Major Processes in Organic Solar Cells
Edmond Becquerel (1820-1891) was first to discover the photovoltaic effect. But it took quite a long time before there was a report on an efficient cell and that came from Chapin, Fuller and Pearson (1954) in Bell Labs. They reported a silicon cell with 6% efficiency.
This slide gives a comparison of the processes that are placed in LED in a solar cell and in a field-effect transistor. The first step of the process required charge injections in the electrodes, holes injected from the anode, and electrons injected from the cathode. Those holes and electrons then migrate to diffuse in the presence of an external electric field due to the applied voltage across the organic layer or layers. Then the hole and the electron have to find one another to recombine. That leads to the formation of an excited site, an exciton. During its lifetime, the exciton can also hop from chain segment to chain segment or molecule to molecule. This is called an energy transfer. If all goes well, a decay to the ground state will occur radiatively and a photon will be released. This step is necessary; photons that are produced within the device must be released to see any visual information. A photovoltaic cell works in reverse to a light-emitting diode. While in a light emitting diode an electrical current is injected into the material and transformed into photons, a photovoltaic cell requires an absorption of the photons to generate an electrical current. The photovoltaic cell first absorbs photons, which leads to a formation of excitons in an excited state. These excitons move to the interface between the donor component and the accepter component in the organic solar cell. At the interface of the donor and accepter, the exciton disassociates so that the hole and the electron become free from one another. The separated hole and electron will be diffused within the material and get collected by the electrodes.

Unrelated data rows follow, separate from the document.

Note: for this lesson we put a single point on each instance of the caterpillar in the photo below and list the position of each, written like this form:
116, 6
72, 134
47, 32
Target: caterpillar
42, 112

The major processes occur in reverse order but there is one major difference; any organic material, or combination of materials that’s good for luminescence and thus good for light emitting diode will be bad for organic photovoltaic cells. The reason is that in a light-emitting diode, an electron and the hole approaching each other is favorable. This will form the exciton that will decay and lead to photon emission. On the other hand in the case of a photovoltaic cell, separation of the electron and hole is favorable so they can migrate to the opposing electrodes. These two steps are entirely different in the two types of systems.